Ist demnach wirklich das Heil in Christo, wie kann ich es erlangen, wenn ich an Christus nicht glaube, d. h. wenn ich mich Ihm nicht anschließe!

Oder sollte ich mich an der Zurechnung des Verdienstes Christi stoßen? Nein, dann müsste ich es auch verwerflich finden, dass die Siege und Triumphe des Heerführers den Bundesgenossen zu Gute kommen. Der Glaube ist ja nichts Anderes, als der Eintritt in den Bund mit Christus.
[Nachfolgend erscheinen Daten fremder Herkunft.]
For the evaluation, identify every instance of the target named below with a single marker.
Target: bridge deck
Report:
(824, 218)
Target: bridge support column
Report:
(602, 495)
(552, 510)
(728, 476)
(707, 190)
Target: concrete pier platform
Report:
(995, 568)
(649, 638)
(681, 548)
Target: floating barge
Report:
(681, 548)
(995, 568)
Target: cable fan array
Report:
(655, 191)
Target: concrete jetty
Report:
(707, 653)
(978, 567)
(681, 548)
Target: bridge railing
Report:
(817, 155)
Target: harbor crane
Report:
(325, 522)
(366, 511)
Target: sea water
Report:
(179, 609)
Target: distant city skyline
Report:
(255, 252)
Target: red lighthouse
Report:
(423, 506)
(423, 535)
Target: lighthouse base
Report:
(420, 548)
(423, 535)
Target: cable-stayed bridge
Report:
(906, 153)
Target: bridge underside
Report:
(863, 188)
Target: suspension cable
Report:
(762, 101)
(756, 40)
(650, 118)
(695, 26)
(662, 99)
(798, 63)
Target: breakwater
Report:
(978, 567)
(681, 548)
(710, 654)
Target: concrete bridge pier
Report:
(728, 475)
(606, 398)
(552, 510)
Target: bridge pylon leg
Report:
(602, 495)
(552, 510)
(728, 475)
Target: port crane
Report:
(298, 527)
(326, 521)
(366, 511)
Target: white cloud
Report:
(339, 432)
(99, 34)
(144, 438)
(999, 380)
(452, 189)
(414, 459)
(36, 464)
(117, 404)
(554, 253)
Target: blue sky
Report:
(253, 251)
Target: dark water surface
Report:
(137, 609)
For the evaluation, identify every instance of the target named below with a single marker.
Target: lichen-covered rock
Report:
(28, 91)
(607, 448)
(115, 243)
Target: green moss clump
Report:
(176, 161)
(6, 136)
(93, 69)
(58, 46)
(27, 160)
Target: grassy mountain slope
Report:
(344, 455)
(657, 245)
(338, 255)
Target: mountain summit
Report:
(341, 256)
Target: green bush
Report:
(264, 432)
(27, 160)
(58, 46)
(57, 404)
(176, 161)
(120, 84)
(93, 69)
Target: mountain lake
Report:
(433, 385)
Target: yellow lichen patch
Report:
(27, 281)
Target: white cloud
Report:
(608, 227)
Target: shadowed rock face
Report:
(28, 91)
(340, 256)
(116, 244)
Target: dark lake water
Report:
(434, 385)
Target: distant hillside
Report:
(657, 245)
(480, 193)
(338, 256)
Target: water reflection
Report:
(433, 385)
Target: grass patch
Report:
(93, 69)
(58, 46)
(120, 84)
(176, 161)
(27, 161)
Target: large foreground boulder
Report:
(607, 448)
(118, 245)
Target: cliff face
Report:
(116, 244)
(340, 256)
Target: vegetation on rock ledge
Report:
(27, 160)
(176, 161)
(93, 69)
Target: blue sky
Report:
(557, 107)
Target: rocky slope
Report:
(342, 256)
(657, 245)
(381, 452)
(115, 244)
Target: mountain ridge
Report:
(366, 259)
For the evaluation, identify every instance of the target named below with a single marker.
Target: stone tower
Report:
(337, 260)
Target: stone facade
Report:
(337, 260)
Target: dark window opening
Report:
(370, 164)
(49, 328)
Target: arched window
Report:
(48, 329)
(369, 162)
Was das Bundesoberhaupt durch seinen vollkommenen Gehorsam bis zum Tode am Kreuz sich errungen hat, das gewährt er zum Mitgenuss seinen Bundesgenossen.

Ja, nur recht innig muss ich die Verbindung Christi und der Seinen fassen, um zu begreifen, dass von der Herrlichkeit Christi die Herrlichkeit der Seinen unzertrennlich ist. Ich muss sie erfassen als eine Korporation, als einen Leib, dessen Haupt Christus ist. So will es die Schrift. Sie spricht: „Wir sind Glieder Seines Leibes5).“ „Ihr seid der Leib Christi und Glieder, ein Jeglicher nach seinem Teil6).“ „Christus ist das Haupt des Leibes, nämlich der Gemeine7).“ Wie folgerecht knüpft sich daran die Wahrheit: „Und er ist Seines Leibes Heiland8)!“ Denn wer wird seinen eigenen Leib hassen? Wer wird ihn ausschließen vom Genuss seiner Güter? Nun weiß ich, dass zur Anteilnahme an Christi Verdienst und Herrlichkeit Alles allein darauf ankommt, dass ich gliedlich eingefügt werde in Seinen Leib, in die von Ihm begründete und in Ihm gipfelnde Korporation. Solches aber geschieht durch den Glauben; denn der Glaube ist nach Scrivers sinniger Erklärung „die Einverleibung des Christen in Christus.“ „So halten wir es nun, dass der Mensch gerecht werde ohne des Gesetzes Werke, allein durch den Glauben9).“ „Aus Gnaden seid ihr selig geworden durch den Glauben, und dasselbige nicht aus euch, Gottes Gabe ist es nicht aus den Werken, auf dass sich nicht Jemand rühme10).“ Aber ich weiß, dass, wenn ich durch den Glauben Christo einverleibt bin, Sein Geist in mir lebt und webt und wirkt. Dann tue. ich gute Werke, ja, dann bin ich Sein gutes Werk, als Seine neue, werkkräftige Kreatur. Darum sagt Paulus: „Wir sind Sein Werk, geschaffen in Christo Jesu zu guten Werken11).“

1)
Die Schmalkaldischen Artikel, 2, 1.
2)
Ps. 14, 3
3)
2 Kor. 5, 19.
4)
Eph. 1, 6.
5)
Eph. 5, 30
6)
1 Kor. 12, 27.
7)
Kol. 1, 18.
8)
Eph. 5, 23.
9)
Röm. 3, 28.
10)
Eph. 2, 8. 9.
11)
Eph. 2, 10.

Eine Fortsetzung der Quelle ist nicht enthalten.